I think Shelah's book is very good, but it is very difficult to read, in part intrinsically because of its subject matter, and in part because it was written by Shelah. Recently, Richard Elwes reminded us of the review by Lascar (I do not agree with portions of the review, but it gives you a good idea of what you are up against):
Unfortunately, the book is very difficult to read. This is undoubtedly due in part to the difficulty of the topic itself, but it also has to do with the way the book has been written. The reader should be warned about the numerous misprints and inaccuracies he will have to detect and the time he will need to work out the numerous "easy'' or "left to the reader'' proofs. He will have to understand that statements made under impossibly complicated hypotheses for the sake of generality, and often in an axiomatic setting, may conceal, as a special case, a simple and important fact. Also, he should not expect a rigorous structure: notions are usually introduced when needed, and it will be up to him to guess how important they may be in the rest of the book.
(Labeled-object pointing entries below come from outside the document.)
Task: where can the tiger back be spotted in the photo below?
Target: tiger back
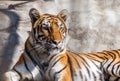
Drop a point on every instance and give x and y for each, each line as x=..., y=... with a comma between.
x=45, y=57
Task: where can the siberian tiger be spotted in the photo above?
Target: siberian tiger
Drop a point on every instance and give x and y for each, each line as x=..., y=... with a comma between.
x=45, y=57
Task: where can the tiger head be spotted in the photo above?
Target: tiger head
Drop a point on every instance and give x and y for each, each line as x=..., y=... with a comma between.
x=49, y=31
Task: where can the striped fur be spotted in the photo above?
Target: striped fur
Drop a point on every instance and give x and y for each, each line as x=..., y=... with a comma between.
x=45, y=57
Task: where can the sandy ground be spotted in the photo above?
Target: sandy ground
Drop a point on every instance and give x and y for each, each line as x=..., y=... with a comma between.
x=93, y=26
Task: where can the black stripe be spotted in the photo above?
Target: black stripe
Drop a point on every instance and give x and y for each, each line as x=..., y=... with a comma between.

All of these features do not make for easy reading, and we shall certainly not advise anyone (except perhaps the author himself) to "devote himself to reading and solving the exercises till he knows the book by heart'' (cf. Introduction). We do not recommend it as a textbook, and it will be difficult to use it as a reference book, considering how hard it is to find any particular result. But we do think that nobody involved in research in model theory can avoid studying it. We are unable to recommend any particular angle of attack. We did find the opening remarks in each chapter rather helpful (with the exception of Chapter III).
For modern work in the subject, you probably want to read eventually about Geometric Stability Theory, as in Pillay's book. An introduction to stability that would better prepare you for this would probably be best. Pillay's introductory book on Stability Theory is certainly an option. Other suggestions are Marker's book, Poizat's and Hodges's. The truth is, recently there have been quite a few nice texts published, so it should not be difficult to find a good text with which to start.
(But I would still suggest to have Shelah's book as a reference and to consult it as you learn more of the theory.)
On a vein different from the algebraic geometric approach, you may be interested in how set theory interacts with the subject. Shelah's book has plenty of this while constructing non-isomorphic models, but there is significantly more in this direction, in the context of abstract model theory and abstract elementary classes. I would recommend Grossberg's text as an introduction.